Faz hoje pouco mais de uma semana que cheguei. Deixei para trás os tons cinza do céu e dos granitos da minha cidade para me deparar com a cor intensa de edifícios (que apenas se pintam onde a tinta faz verdadeiramente falta).
Aqui sinto-me num constante processo de depuração, não no sentido da purificação do 'espírito', mas da simplificação da forma, do formato, do estilo de vida. A cada dia que passa me adapto mais e mais a este território insular. A minha vivência por aqui faz-me repensar tudo, as questões mais básicas da vida; a forma como a nossa condição vulgarmente nos leva a depender de tanto quando precisamos de tão pouco, e não para sobreviver mas para sermos felizes.
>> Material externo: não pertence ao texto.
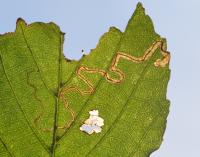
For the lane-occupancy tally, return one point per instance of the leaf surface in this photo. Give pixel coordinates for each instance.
(45, 98)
O sol brilha todos os dias. Mas também chove, faz vento, e nuvens, quase todos os dias.
Trabalha-se muito também. Hoje, um professor dizia-me que Cabo Verde é aquele constante estado 'inacabado' (não utilizou esta expressão, mas penso que resume muito bem o teor da conversa). Contou-me que há umas décadas, ao visitar um amigo nos Açores lhe dizia que seria incapaz de lá viver, porque estava tudo arrumado e limpo, num estado finalizado. Disse-me ainda que era isso mesmo o tirava bem cedo da cama todas as manhãs, com vontade resolver coisas.
Os dias aqui no Sul são longos. Começam a horas que não me lembro (por norma) de acordar em Portugal. Mas também escurece cedo.
18.30 é noite em São Vicente. Por essa hora gosto de trocar as sabrinas pelas sapatilhas e de ir correr à Marina do Mindelo. Até à noite o vento é quente.
Nessa hora do dia sinto que, apesar de todos os sacrifícios que faço ao deixar tanta coisa boa para trás, sou uma privilegiada, ao ver a noite cair quando, nas minhas corridas pela marginal, dou de caras com a praia da Lajinha ainda com a luz no horizonte.